• Stars
    star
    102
  • Rank 333,587 (Top 7 %)
  • Language
    Python
  • License
    MIT License
  • Created almost 12 years ago
  • Updated over 4 years ago

Reviews

There are no reviews yet. Be the first to send feedback to the community and the maintainers!

Repository Details

URL Transformation, Sanitization

URL

URL parsing done reasonably.

Build Status Status: Production Team: Big Data Scope: External Open Source: MIT Critical: Yes

Moz crawls. We crawl lots. In fact, you might say that crawling is our business.

The internet's also a messy place. We've encountered some pretty crazy implementations and servers and URLs and HTML. Over the course of this discovery, we've found ourselves repeating certain URL sanitization tasks over and over, so we've put them in a repo to share with the world.

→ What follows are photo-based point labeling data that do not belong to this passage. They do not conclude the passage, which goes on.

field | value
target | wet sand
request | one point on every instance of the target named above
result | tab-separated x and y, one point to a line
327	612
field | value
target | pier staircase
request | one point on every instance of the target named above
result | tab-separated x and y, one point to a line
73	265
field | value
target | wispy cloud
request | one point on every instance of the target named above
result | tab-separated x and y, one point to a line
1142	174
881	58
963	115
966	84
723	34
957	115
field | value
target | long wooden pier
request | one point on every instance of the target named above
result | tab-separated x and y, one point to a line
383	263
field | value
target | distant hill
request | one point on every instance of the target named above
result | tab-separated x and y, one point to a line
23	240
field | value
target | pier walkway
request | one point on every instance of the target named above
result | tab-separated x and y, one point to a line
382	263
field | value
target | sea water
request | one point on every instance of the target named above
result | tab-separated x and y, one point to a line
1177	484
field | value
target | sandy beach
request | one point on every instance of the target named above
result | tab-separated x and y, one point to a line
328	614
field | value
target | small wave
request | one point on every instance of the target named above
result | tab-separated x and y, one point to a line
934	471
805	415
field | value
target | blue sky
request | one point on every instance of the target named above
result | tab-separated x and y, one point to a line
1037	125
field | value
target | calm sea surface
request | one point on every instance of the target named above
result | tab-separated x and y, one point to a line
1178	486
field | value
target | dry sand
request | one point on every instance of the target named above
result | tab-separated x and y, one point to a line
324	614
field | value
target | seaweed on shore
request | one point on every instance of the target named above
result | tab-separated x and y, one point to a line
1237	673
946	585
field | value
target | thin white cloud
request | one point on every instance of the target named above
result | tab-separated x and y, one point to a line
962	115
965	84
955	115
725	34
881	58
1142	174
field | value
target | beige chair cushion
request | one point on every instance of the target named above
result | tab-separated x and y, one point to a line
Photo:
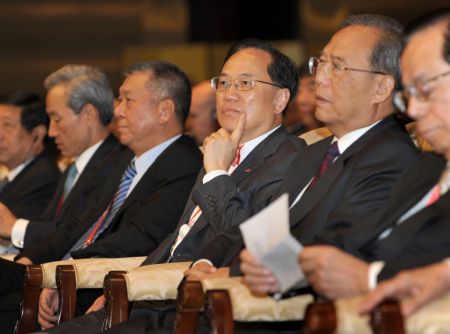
8	257
248	307
432	319
156	281
89	272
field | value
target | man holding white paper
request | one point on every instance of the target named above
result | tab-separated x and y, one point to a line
344	179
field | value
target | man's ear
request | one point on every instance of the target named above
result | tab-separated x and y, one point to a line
384	89
90	112
281	100
166	110
39	133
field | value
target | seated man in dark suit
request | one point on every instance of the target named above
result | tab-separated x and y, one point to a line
255	87
412	230
345	179
142	200
202	119
73	92
33	175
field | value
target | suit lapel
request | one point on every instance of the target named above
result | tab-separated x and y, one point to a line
306	165
257	157
249	165
80	187
402	234
426	176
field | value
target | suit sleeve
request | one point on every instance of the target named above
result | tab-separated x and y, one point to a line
371	181
225	204
156	214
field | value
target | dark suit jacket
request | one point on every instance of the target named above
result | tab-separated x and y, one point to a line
85	191
31	190
354	188
226	200
421	239
148	214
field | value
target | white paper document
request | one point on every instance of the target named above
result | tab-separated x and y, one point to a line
267	236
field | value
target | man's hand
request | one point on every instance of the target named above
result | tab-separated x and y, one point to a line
98	304
219	149
204	270
7	221
414	288
334	273
258	278
48	306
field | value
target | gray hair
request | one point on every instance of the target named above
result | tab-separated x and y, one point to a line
385	55
170	82
85	84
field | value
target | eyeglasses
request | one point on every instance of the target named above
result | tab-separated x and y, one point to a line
315	64
241	82
420	89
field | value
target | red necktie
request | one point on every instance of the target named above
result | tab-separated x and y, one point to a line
331	154
237	157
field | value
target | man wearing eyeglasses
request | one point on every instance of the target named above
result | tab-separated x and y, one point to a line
345	179
243	160
426	96
412	230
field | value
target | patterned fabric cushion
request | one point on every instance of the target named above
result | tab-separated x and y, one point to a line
155	281
432	319
248	307
89	272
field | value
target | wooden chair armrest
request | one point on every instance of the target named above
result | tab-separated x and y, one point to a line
156	281
341	316
29	305
115	292
152	282
249	307
8	257
190	301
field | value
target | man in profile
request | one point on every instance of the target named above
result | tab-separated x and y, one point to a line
32	175
202	119
80	106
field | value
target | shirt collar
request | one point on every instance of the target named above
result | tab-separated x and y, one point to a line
146	159
249	146
82	160
16	171
349	138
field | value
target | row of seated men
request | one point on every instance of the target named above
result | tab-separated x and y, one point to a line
339	188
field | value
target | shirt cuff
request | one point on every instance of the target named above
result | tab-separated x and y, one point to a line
18	232
203	260
213	174
374	269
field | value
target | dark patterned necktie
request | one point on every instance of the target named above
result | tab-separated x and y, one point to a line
330	156
108	215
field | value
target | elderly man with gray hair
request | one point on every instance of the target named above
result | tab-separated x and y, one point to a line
80	106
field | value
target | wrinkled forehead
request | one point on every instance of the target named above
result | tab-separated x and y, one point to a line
422	56
249	61
352	45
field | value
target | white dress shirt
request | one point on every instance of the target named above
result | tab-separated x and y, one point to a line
20	226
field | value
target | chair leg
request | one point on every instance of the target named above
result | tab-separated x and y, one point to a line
115	292
30	300
219	311
320	318
190	301
67	291
386	318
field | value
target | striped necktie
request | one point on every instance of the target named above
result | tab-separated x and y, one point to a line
108	215
72	173
197	212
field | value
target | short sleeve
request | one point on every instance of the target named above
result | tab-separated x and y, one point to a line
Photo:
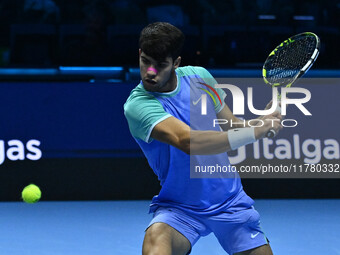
210	80
143	113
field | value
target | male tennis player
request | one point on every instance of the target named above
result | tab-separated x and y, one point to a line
158	114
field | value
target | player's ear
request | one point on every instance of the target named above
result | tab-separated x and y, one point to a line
177	62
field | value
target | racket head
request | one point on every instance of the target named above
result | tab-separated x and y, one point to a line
291	59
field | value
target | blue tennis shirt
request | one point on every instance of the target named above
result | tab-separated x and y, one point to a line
144	110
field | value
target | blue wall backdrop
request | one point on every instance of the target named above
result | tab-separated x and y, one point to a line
72	139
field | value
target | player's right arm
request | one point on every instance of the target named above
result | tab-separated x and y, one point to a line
178	134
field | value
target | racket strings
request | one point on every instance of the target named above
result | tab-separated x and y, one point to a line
289	59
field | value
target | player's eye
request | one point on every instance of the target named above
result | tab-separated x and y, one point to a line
163	65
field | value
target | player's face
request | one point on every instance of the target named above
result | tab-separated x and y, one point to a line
157	76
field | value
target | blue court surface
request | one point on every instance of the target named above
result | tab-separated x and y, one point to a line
304	227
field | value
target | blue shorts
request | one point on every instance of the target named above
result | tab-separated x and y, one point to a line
236	231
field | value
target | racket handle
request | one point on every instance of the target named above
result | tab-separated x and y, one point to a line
271	133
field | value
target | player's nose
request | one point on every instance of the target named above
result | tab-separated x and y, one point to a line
151	71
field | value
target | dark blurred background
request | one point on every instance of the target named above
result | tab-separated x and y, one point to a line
67	67
220	33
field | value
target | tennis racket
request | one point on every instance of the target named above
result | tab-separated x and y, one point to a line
290	61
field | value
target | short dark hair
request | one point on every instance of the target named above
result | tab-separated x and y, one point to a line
160	40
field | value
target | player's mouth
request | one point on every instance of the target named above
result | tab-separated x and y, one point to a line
151	82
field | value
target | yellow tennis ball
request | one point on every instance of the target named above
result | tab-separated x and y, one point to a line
31	194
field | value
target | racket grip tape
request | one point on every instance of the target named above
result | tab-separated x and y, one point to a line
271	133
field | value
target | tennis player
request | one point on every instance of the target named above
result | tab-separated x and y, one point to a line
158	114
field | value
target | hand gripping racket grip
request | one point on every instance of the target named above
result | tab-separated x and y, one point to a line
271	133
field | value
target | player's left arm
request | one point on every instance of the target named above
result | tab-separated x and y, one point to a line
226	116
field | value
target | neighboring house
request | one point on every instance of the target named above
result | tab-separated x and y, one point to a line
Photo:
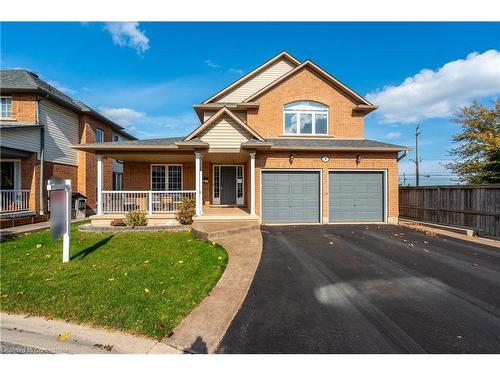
283	144
38	126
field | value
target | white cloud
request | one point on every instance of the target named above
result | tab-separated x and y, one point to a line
211	64
122	116
151	126
128	34
61	87
393	135
437	94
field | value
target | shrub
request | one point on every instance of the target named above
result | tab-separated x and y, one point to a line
118	223
136	219
186	211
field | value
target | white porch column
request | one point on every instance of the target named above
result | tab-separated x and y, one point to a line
99	184
252	183
197	171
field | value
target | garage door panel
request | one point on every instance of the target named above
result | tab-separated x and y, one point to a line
290	196
356	196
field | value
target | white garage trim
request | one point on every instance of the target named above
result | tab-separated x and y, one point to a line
293	170
384	179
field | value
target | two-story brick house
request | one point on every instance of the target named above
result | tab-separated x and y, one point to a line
38	126
283	144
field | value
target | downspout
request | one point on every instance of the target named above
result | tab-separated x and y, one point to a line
42	152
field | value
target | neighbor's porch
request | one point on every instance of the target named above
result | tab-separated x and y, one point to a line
222	185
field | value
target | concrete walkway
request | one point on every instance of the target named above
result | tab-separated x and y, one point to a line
203	330
46	335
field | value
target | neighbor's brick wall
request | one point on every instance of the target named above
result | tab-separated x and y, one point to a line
267	120
24	108
87	162
338	160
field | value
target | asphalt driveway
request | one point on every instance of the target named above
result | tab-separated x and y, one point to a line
369	289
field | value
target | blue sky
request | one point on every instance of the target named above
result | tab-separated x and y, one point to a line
148	75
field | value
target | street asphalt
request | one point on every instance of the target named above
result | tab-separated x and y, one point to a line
369	289
9	348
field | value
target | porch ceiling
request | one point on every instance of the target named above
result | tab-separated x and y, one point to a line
222	157
152	157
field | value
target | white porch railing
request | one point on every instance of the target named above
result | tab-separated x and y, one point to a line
14	201
150	201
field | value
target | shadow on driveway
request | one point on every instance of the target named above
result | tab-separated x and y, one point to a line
369	289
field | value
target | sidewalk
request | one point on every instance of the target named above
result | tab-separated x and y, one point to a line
57	336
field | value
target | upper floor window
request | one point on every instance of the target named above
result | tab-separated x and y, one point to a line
305	117
99	136
6	107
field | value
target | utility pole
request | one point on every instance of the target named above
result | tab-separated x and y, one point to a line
417	156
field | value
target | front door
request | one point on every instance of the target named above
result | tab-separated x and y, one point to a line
228	184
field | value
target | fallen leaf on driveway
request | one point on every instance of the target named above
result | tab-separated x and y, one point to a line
64	336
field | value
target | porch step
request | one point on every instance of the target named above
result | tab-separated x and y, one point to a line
215	230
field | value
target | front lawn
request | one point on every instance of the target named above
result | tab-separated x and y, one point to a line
143	283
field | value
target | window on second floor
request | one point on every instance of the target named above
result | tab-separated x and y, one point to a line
6	107
99	136
305	117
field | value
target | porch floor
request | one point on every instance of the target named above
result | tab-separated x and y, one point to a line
225	214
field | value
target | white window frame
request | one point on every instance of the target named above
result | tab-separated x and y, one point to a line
166	176
313	114
239	200
6	97
99	131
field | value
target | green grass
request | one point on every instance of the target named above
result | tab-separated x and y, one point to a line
143	283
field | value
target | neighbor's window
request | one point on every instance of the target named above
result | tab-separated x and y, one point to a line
6	107
306	117
166	177
99	136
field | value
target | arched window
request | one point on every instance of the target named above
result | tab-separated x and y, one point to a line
305	117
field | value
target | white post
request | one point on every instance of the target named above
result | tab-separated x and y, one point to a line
68	222
99	184
197	169
252	183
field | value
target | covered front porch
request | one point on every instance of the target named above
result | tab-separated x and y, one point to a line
221	183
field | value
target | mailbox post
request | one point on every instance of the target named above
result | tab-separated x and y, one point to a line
60	211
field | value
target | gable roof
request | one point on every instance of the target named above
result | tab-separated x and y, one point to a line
223	111
253	73
21	80
322	73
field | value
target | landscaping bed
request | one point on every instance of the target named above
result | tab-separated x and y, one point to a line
143	282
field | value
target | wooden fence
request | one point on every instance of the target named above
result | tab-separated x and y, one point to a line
470	206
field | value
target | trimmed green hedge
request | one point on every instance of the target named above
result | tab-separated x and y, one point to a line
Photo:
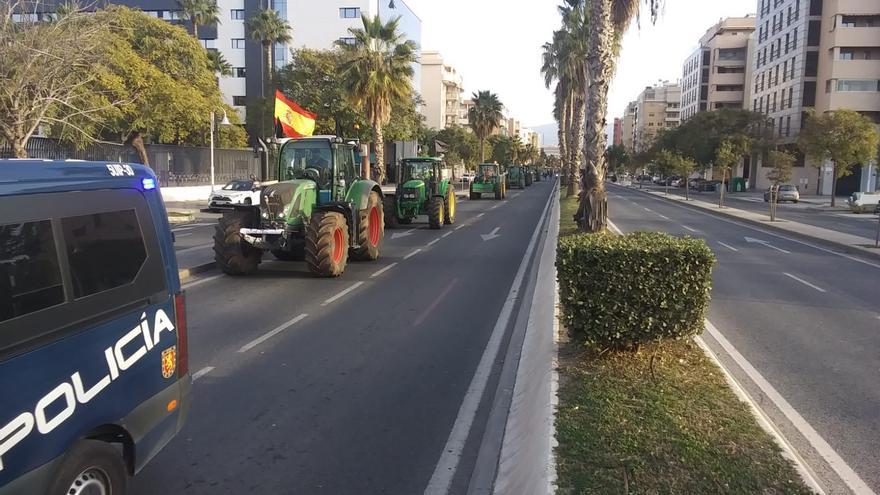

At the heart of the url package is the URL object. You can get one by passing in a unicode or string object into the top-level parse method. If the string is encoded, you can provide that encoding (otherwise it's assumed to be utf-8):

import url

# It knows about unicode
myurl = url.parse(u'http://foo.com')

# It knows about other encodings that Python supports
myurl = url.parse(..., 'some encoding')

Internally, everything is stored as UTF-8 until you ask for a string back. The workflow is that you'll chain a number of permutations together to get the type of URL you're after, and then call a final method to give you a string.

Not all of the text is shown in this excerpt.